The DIA servers are well-suited to host a number of industry data loading tools. These tools perform the tasks of Extract, Transform, and Load (ETL) of source data into Greenplum databases and data warehouses.
Informatica™ is a popular ETL tool. A large percentage of EMC’s customers are Informatica users. The DIA servers serves as the Integration service servers (RedHat Linux hosts.)
Installing Informatica on a DIA server
Before installing Informatica on a DIA server, install the Informatica Repository server, or take note of an existing one. Install Informatica on the DIA by logging into the DIA host as root or gpadmin. Inflate the zip file by using gunzip, and run the install.sh script. Follow the on-screen prompt and complete the installation process.
When asked if you want to create a new Domain, or join an existing Domain, join the existing domain created on the Repository server.
When the install script is done, go to the Repository server, and start the Administrator’s web console. You should be able to add the new Integration server you have just installed (on the DIA server) to the Domain.
Installing Informatica Integration Services for Windows
In the previous section, we took advantage of the DIA servers being RedHat Linux Servers, and installed the Linux version of Informatica Integration service.

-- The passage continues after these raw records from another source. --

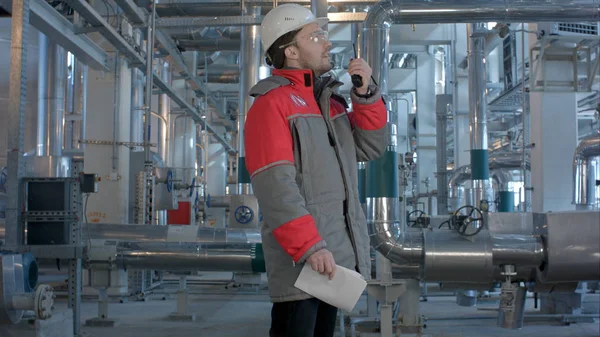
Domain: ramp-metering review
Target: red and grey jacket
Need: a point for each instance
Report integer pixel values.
(302, 149)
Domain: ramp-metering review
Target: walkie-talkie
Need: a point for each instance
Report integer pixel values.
(356, 79)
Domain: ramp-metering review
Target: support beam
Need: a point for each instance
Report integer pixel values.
(47, 20)
(109, 33)
(192, 111)
(134, 13)
(225, 21)
(16, 119)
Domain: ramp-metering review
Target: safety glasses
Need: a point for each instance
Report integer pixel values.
(316, 37)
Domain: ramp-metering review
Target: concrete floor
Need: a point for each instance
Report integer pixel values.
(230, 313)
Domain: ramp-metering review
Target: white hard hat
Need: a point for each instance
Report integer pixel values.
(284, 19)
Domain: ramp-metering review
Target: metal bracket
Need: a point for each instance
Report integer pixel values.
(57, 251)
(107, 142)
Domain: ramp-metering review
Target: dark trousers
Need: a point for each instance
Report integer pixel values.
(305, 318)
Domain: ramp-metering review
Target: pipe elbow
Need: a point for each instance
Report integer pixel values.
(400, 248)
(379, 16)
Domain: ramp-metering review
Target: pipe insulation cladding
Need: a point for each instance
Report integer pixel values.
(470, 11)
(556, 248)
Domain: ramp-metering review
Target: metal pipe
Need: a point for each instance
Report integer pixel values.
(164, 108)
(116, 124)
(83, 104)
(477, 112)
(42, 129)
(211, 45)
(319, 9)
(389, 236)
(250, 61)
(583, 183)
(57, 82)
(175, 256)
(163, 234)
(220, 69)
(467, 11)
(501, 177)
(498, 163)
(137, 107)
(148, 100)
(519, 250)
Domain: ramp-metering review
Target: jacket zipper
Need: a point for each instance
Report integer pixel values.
(326, 95)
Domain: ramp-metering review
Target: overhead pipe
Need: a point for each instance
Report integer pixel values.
(250, 61)
(211, 45)
(584, 179)
(222, 73)
(472, 11)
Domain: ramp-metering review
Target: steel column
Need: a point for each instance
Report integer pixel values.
(249, 71)
(16, 118)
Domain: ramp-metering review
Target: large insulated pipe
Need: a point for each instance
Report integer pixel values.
(477, 113)
(584, 179)
(162, 234)
(42, 132)
(148, 93)
(465, 11)
(164, 108)
(176, 256)
(211, 45)
(55, 98)
(229, 73)
(249, 69)
(137, 108)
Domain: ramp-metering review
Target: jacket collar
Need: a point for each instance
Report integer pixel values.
(302, 78)
(305, 79)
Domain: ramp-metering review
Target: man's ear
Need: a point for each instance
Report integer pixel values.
(291, 53)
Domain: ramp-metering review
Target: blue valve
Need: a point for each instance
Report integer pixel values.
(243, 214)
(170, 181)
(192, 187)
(3, 178)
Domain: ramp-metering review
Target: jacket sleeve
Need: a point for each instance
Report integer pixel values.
(370, 117)
(270, 162)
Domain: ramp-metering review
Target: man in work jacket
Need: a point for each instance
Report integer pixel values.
(302, 150)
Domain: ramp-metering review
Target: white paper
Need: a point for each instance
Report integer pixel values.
(343, 291)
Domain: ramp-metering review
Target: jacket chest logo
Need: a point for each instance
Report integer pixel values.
(298, 101)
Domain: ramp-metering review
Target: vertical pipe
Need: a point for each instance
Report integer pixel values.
(149, 60)
(249, 76)
(17, 95)
(137, 108)
(164, 108)
(374, 48)
(42, 132)
(57, 82)
(477, 113)
(319, 9)
(70, 105)
(83, 104)
(116, 127)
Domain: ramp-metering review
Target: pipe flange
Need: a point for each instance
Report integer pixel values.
(44, 301)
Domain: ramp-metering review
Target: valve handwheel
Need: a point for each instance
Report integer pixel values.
(243, 214)
(468, 220)
(413, 223)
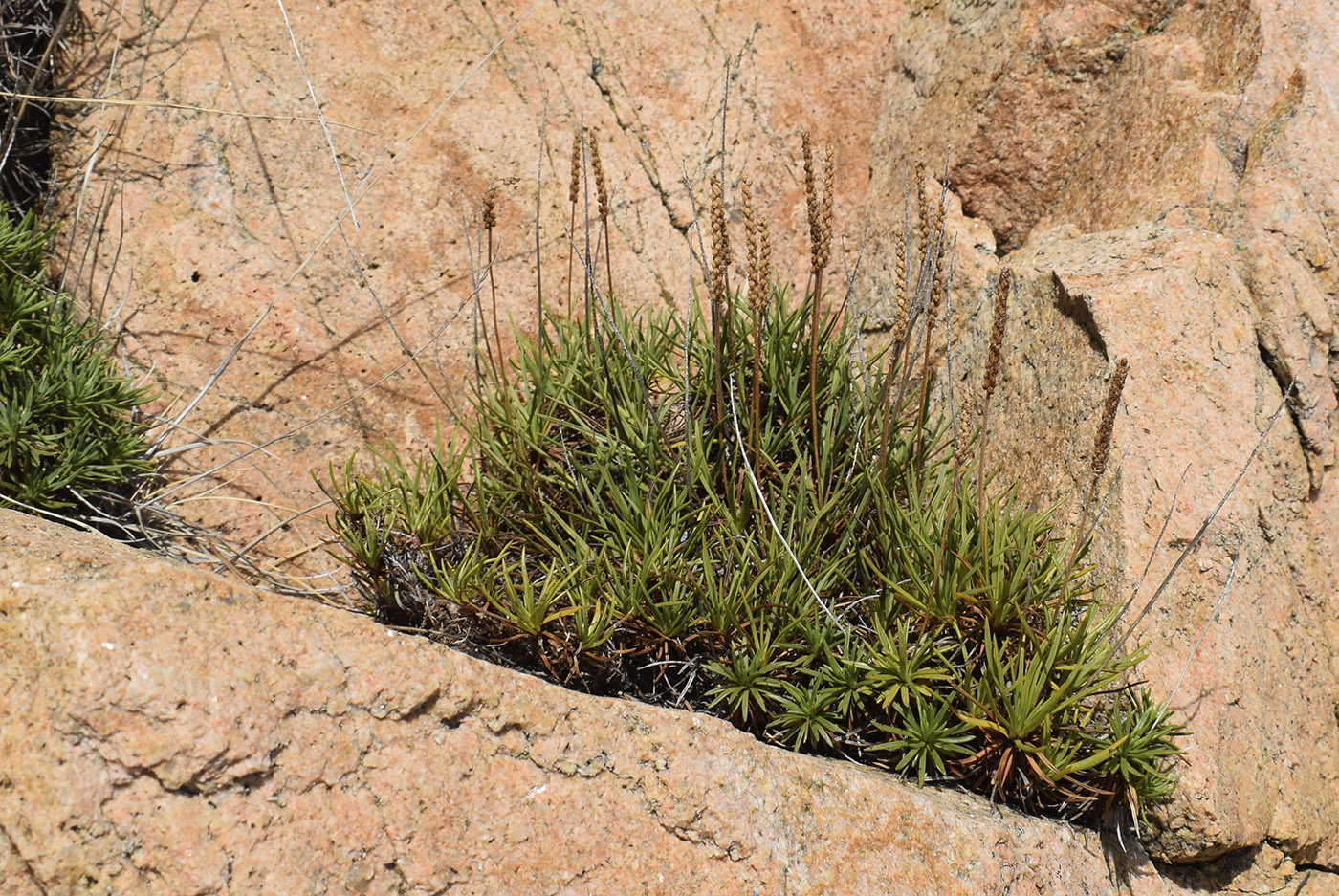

If a
customer would like to use the Windows version of Informatica Integration service, he or she can do so, but will first have to install Windows operating systems over the RedHat Linux operating system.
After the Windows operating systems is installed on the DIA server, the installing of the Informatica Integration carries on as usual, and should be added to the
Informatica domain as described above.
For Windows users, you will have to install the Greenplum loaders package to include the gpfdist utility, and also install the Python language. Python is an open
source software that can be downloaded freely from the Internet. Currently, version 2.6 and above should work well for GPDB 22.214.171.124 and above. For older
versions of the GPDB, you may wish to check the Greenplum Database Administrator’s Guide or try version 2.5.4.